10. An inexperienced schedule predicting method for predicting future reaction pattern based on collected reactions, according to claim 9, wherein

when the first interval condition and the second interval condition are compared, the first interval is a term shorter than the second interval.

11. An inexperienced schedule predicting method, comprising:

providing a predetermined term being longer than the presentation unit of generating the event and being from a beginning of the event to an occurrence of a next event as an event cycle unit;

generating a schedule so that an event is generated once in the event cycle unit;

cording an event occurrence an individual reaction to the event respectively in a plurality of relating events and collecting in time series;

comparing reaction process pattern of another person extracted based on the final reaction result with an individual reaction process pattern; and

providing a schedule of the other having a similar reaction process pattern as a future schedule of the individual,

in order to use the schedule, of a set of one or more contents, in which a specific event repeatedly occur at a predetermined timing.

12. An inexperienced schedule predicting method according to claim 11, wherein

a degree of the similarity is determined by a value of an inner product of the extracted reaction process pattern of the other and the reaction process pattern of the individual.

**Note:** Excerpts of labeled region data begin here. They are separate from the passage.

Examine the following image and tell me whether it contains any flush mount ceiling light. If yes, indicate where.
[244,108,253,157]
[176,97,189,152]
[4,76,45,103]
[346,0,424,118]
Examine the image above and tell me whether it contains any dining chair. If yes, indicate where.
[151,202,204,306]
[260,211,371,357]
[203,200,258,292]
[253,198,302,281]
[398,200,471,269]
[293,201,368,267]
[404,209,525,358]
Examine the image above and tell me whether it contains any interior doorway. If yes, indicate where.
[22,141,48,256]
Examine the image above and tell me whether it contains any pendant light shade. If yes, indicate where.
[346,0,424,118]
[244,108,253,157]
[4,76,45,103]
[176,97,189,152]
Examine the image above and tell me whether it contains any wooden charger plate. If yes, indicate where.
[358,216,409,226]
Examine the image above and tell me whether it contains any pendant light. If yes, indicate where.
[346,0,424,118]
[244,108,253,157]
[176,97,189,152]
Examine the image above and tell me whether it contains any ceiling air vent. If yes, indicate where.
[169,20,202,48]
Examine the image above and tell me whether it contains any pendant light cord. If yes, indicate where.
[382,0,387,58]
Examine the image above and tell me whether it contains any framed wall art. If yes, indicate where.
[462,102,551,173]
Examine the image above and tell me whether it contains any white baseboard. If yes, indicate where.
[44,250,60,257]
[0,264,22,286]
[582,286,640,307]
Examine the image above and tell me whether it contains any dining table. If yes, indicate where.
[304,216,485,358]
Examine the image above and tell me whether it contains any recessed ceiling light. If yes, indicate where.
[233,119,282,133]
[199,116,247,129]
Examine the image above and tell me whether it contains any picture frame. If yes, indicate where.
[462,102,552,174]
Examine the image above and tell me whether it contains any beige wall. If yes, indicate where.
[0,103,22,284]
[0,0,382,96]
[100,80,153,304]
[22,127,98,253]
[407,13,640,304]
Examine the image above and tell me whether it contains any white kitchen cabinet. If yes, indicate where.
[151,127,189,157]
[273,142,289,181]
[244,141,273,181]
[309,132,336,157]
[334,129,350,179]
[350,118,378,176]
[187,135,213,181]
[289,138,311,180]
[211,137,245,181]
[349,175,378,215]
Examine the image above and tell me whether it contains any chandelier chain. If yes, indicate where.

13. A learning schedule assessment displaying method for a learner's assessment displaying system in which a learner's terminal and a server for displaying a learning achievement in a website are connected via a network, the method comprising:

providing a predetermined term equal to or longer than the presentation unit which is a shortest period for generating the event and shorter than the interval from a beginning of the event till an occurrence of a next event as an event cycle unit;

using a learning schedule arranging a content so that a particular event relating each content is generated once in the event cycle unit;

assessing the learning achievement relating the content in time series; and

displaying data relating the learning achievement, a learning content and a link of relating site corresponding to the learning achievement on the learner's terminal when the assessment of the learning achievement reaches a predetermined level,

in order to generate a schedule, of a set of one or more contents, in which events relating to all contents repeatedly occur at a predetermined timing.

14. A learning schedule assessment displaying method of a learner's assessment displaying system in which a learner's terminal and a server for displaying a learning achievement a website are connected via a network, the method comprising:

means for registering a searching word used by a learner, with a classification according to learning ability levels of the learners;

means for registering a site to which the learner visited in correspondence with the site to the registered searching word; and

means for counting up a number of times for visiting a site when search is performed with a searching word same as the registered searching word and a cite same as the registered site is visited, wherein

a search result is displayed in an order of larger number of visiting times on the learner's terminal.